Different varieties of perennials ought to be kept track of quite as much as in the case of shrubs. As the old stalks die away and are cut off each season, there is no part of the plant to which a label can be attached with any permanence. There are iron sockets on the market into which the piece of wood bearing the name of the variety can be inserted. An all-wool label would speedily decay in contact with the soil.
Sometimes we get very amusing letters from parties "in search of information." Not long ago a woman sent me a leaf from her Boston Fern, calling my attention to the "bugs" on the lower side of it, and asking how she could get rid of them. How did I suppose they contrived to arrange themselves with such regularity? A little careful investigation would have shown her that the rows of "bugs" were seed-spores. If anything about your plants puzzles you, use your eyes and your intelligence, and endeavor to find out the "whys and wherefores" for yourself. You will enjoy doing this when you once get into the habit of it. Information that comes to us through our own efforts is always appreciated much more than that which comes to us second-hand.

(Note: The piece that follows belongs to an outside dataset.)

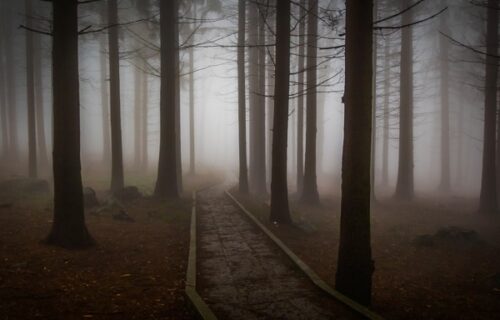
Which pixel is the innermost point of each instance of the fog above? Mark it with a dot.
(432, 163)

Make a practice of personal investigation in order to get at a solution of the problems that will constantly confront you in gardening operations.
In answer to another correspondent who asked me to recommend some thoroughly reliable fertilizer, I advised "old cow-manure." Back came a letter, saying I had neglected to state how old the cow ought to be!

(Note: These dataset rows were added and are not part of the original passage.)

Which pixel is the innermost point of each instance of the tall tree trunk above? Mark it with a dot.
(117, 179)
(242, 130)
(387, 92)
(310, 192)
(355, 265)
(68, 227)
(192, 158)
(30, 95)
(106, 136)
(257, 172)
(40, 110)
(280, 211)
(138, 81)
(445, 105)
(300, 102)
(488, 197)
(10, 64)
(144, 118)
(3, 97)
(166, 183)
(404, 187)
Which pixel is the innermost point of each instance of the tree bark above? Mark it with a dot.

But the funny things are not all said by our correspondents. I lately came across an article credited to a leading English gardening magazine in which the statement was made that a certain kind of weed closely resembling the Onion often located itself in the Onion-bed in order to escape the vigilance of the weed-puller, its instinct telling it that its resemblance to the Onion would deceive the gardener! Is anyone foolish enough to believe that the weed knew just where to locate itself, and had the ability to put itself there? One can but laugh at such "scientific statements," and yet it seems too bad to have people humbugged so.

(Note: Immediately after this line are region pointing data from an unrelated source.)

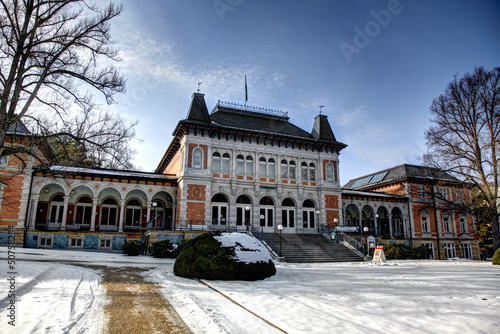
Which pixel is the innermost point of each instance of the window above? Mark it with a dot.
(308, 214)
(449, 250)
(225, 163)
(424, 217)
(133, 214)
(312, 172)
(240, 165)
(430, 245)
(249, 166)
(466, 250)
(219, 209)
(463, 224)
(105, 243)
(76, 243)
(83, 211)
(304, 171)
(288, 213)
(447, 223)
(262, 167)
(271, 171)
(329, 172)
(216, 163)
(284, 169)
(197, 158)
(45, 242)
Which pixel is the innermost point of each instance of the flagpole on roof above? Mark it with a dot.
(246, 92)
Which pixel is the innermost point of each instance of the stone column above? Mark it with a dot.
(122, 215)
(94, 211)
(65, 213)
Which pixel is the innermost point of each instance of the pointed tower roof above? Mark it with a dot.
(198, 109)
(322, 129)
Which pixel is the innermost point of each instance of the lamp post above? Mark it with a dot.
(280, 227)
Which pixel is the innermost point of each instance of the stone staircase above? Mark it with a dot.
(309, 248)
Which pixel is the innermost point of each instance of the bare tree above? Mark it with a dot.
(54, 55)
(465, 137)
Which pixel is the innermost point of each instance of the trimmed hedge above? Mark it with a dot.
(204, 258)
(496, 257)
(163, 249)
(131, 248)
(404, 252)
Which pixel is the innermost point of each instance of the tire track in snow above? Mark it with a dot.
(241, 306)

A woman writes: "I don't care very much about plants. I never did. But almost everybody grows them, nowadays, and I'd like to have a few for my parlor, so as to be in style. You know the old saying that 'one might as well be out of the world as out of fashion.' I wish you'd tell me what to get, and how to take care of it. I want something that will just about take care of itself. I don't want anything I'll have to bother with."
My advice to this correspondent was, "Don't try to grow plants."